REPUBLIKA.CO.ID, JAKARTA -- Pantauan Badan Nasional Penanggulangan Bencana berdasarkan citra satelit Modis-catalog Lapan pada Senin (30/9), pukul 18.00 WIB, menunjukkan kualitas udara membaik. Hal ini seiring dengan turunnya jumlah titik panas atau hotspot kebakaran hutan dan lahan mencapai 673 di Sumatra dan Kalimantan.
Kepala Pusat Data Informasi dan Humas BNPB Agus Wibowo dalam keterangan tertulis diterima di Jakarta, Selasa (1/10), mengatakan, jumlah titik panas akibat kebakaran hutan dan lahan (karhutla) cenderung turun. Kondisi ini terjadi di Riau, Jambi, Sumatra Selatan, Kalimantan Barat, dan Kalimantan Tengah.
Sedangkan titik panas yang terpantau masih banyak ada di Kalimantan Selatan. Namun, menurut dia, kualitas udara yang diukur dengan PM 2,5 menunjukkan level “baik”.
Data terakhir (30/9), pukul 18.00 WIB tercatat titik panas berjumlah 673. Jumlah tertinggi teridentifikasi di Kalimantan Selatan sebanyak 141, Kalimantan Tengah 63, Sumatera Selatan 63 dan Jambi 15, sedangkan Riau dan Kalimantan Barat tidak terdeteksi adanya hotspot.
Luasan hutan dan lahan di seluruh wilayah Indonesia sejak awal 2019 yang terbakar mencapai 328.724 hektare (ha). Sementara itu, karhutla juga masih terjadi di kawasan Gunung Merbabu dan Sumbing di Jawa Tengah.
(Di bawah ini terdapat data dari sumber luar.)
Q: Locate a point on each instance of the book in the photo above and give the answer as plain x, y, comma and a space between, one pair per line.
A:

Operasi Teknologi Modifikasi Cuaca (TMC) terus berlangsung baik di Sumatera maupun di Kalimantan. Pada Senin (30/9), dikerahkan dua pesawat di Sumatera dan dua pesawat di Kalimantan dengan total garam yang ditabur sejumlah 9.600 kilogram.
Salah satu hasilnya hujan turun di sebagian besarwilayah Riau (Indragiri Hulu, Dumai, Pelalawan, Kuansing, Indragiri Hilir, Siak, Rokan Hulu dan Rokan Hilir), Jambi (Merangin, Sarolangin), Kalimantan Barat (Pontianak, Singkawang, Sintang, Melawi), Kalimantan Selatan (HST, HSS), dan Kalimantan Tengah (Palangkaraya, Barito Selatan dan Lamandau).
Ia mengatakan kecenderungan titik panas yang turun harus terus dipertahankan sehingga masyarakat dapat menghirup udara sehat dan beraktivitas di luar rumah. Hujan yang turun secara optimal dapat dimanfaatkan untuk membasahi gambut dengan sekat kanal dan embung.
"Gambut perlu dikembalikan ke kodratnya yaitu basah dan berair sehingga tidak mudah terbakar. Usaha pembahasan gambut ini perlu dilakukan terus-menerus sehingga tahun depan tidak terjadi kebakaran lagi," katanya.